Fear: Trump in the White House was published by Simon & Schuster in September 2018 and became an immediate bestseller, selling over a million copies in its first week. The title comes from a remark Trump made to Woodward during the 2016 campaign: “Real power is — I don’t even want to use the word — fear.”
Woodward applies his established method — deep background interviews, narrative reconstruction, granular detail — to the Trump White House, and the result is a portrait of administrative dysfunction without precedent in the modern presidency. Senior aides, including Gary Cohn (Director of the National Economic Council) and Rob Porter (Staff Secretary), describe removing documents from the Resolute Desk to prevent Trump from signing orders that they believed would damage national security or the economy. The characterization suggests a presidency in which the staff’s primary function is not to implement the president’s agenda but to prevent him from acting on his impulses.
The book is structured around a series of decision points — the response to Charlottesville, the approach to North Korea, trade policy with China, the border wall — and in each case, Woodward presents the internal debate among advisors and the president’s interventions, which are portrayed as impulsive, uninformed, and frequently reversed.

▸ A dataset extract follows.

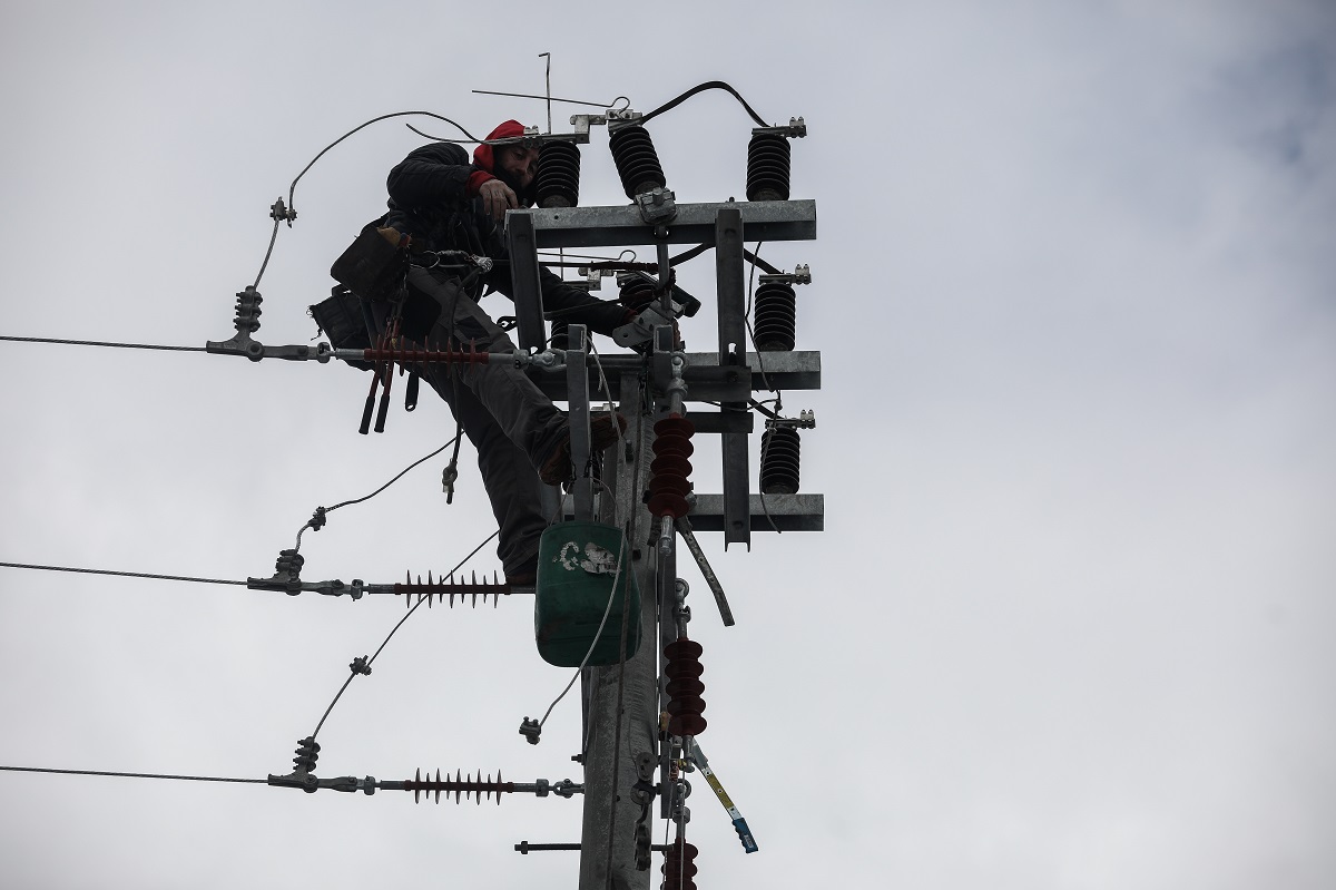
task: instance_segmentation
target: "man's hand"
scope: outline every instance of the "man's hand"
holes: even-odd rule
[[[514,210],[520,206],[514,191],[500,179],[488,179],[478,186],[478,196],[482,198],[482,208],[497,222],[505,219],[506,210]]]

The portrait is not flattering, and Trump’s response — that Woodward was a “liar” writing “fiction” — became a familiar pattern for the subsequent books.
Collecting Fear
First edition (Simon & Schuster, New York, 2018): Cloth binding, dust jacket.
Market values:
- First edition, fine/fine: $15–$35
- Very good: $8–$15
- Signed: $50–$150
The enormous first printing makes unsigned copies common and inexpensive.